Oyunları bırak. Neler yaratıyorsun böyle. Gerçekten sevmiştim. Salıncakta sallanmak gibiydi yanında olmak. Gözlerimi karartıyordun, mutluluktan gülümseyemiyordum bile. Yavaş çekimde, şeffaf noktalar vardı her yerde. Sonra sen..."

Geçmiş zaman kipi vurguluydu. Cümlesinin devamını getirmemek için kendisini tuttu. Onun için zor değildi bu. Uçurumun kenarında olunca rüzgar bir insanın suratına daha iyi çarpar. O bile kıyamaz atlama der, geriye götürmeye çalışır bedeni. Öyle bir andı bu da. Ne yazık ki genç adamın içinde buna itiraz edecek bir ses yoktu. Yeniden konuştuğunda genç adamın eski halini tanımayan biri küçük dilini yutabilirdi sesinin bu tonunu duyunca. Genç adamdan beklenmeyecek bir duygular silsilesini barındıyordu.

" Normalde gözüne hiç takılmayacak buruşturulup atılmış bir sigara paketine odaklanırsın. Sonra hep durup dururken, alakasız anlarda ve aniden özlediğini farkedersin. Özlersin, bilirim. Ve sen özleyince. Beni üzersin. Beni iki türlü de üzersin. Özlersin. Yeşil yanar. Karşıya geçersin."

Her cümlenin sonunda uzun aralıklar vardı. Es'ler.

"Eğer iddia ettiklerini gerçekten yapacaksan, kendi isteğinle nefret duyduğun bir kişiliğe benzemeye çalışacaksın. Bana. Bana."
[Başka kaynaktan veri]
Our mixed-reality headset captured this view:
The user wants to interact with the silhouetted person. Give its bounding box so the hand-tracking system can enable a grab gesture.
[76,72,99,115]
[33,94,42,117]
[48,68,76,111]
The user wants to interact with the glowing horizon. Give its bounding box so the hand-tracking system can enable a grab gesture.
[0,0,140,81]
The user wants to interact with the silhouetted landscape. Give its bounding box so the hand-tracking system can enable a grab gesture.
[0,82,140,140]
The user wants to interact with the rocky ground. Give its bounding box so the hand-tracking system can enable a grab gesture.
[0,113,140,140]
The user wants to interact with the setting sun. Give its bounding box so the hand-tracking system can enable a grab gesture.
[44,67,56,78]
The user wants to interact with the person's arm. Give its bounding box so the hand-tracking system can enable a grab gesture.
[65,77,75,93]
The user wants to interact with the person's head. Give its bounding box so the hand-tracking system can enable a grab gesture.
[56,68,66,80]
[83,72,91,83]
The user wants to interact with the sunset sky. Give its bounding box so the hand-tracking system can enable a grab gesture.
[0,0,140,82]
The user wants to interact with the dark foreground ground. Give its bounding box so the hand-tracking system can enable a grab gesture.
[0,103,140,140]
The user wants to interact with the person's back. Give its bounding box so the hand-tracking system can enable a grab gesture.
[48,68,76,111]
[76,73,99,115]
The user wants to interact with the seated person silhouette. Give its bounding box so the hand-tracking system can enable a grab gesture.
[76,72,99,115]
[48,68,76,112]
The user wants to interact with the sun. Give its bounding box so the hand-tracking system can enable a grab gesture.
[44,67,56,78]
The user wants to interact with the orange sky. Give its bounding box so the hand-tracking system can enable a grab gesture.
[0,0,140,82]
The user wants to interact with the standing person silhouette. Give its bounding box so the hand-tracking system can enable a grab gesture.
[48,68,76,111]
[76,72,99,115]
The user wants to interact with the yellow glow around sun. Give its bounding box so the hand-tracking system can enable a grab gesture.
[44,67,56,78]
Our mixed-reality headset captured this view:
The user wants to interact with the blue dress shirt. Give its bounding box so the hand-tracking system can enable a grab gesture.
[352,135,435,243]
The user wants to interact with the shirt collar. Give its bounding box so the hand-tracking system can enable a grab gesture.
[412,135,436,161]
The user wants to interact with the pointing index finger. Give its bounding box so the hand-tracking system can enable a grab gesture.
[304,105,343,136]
Son kelimelerindeki vurgu hissedilirdi. Anlayamıyordu genç kız, ne kadar olgunlaşmış olursa olsun, anlayamayacak, anlamayacaktı. Vladimir ki kendi hayal gücünün parlaklığıyla afallamış, gençliğinin alevleri arasına düşmüştü. Darya'nın önünde ifadesiz ve büyük ihtimalle acımasızlık sezdiren bir şekilde oturuyordu. Olduğu- ah olduğu gibi değil- soğuk vadide ve gölgelern arasında değil- olması gerektiği gibi- o bulanık hayeller gezegeninde, kurallarını kendisinin belirlediği dünyasında muhteşem, derin düşünceler ve hareketlerle bir ömrü harcarken. Evet. Tekrarlıyorum- olması gerektiği gibi. Bu dünyadan başka dünyalar da var şüphesiz- çoğunluğun düşüncelerinden başka düşünceler- sofistin spekülasyonlarından başka spekülasyonlar. Onun davranışlarını kim sorgulayacak peki? Kim vizyonlar içincd geçen saatlerinden dolayı suçlayacak onu, ya da aslında onun sonsuz enerjisinin taşkınları olan o uğraşları kim yaşamının harcanması olarak kötüleyecek? Karşısındaki bu kız mı? Hala büyüyememiş olan. Biçimli dudakları hafifçe gerildi, çok minik bir gülümseme. Hiçbir zaman onun gibi olamayacağını ikisi de biliyordu. Kısa bir süreliğine ortaya çıkmış eski benliğinin hayaleti, benlik bile değildi benliğin hayaletiydi sadece, yerin kat kat derinliklerine geri dönmüştü.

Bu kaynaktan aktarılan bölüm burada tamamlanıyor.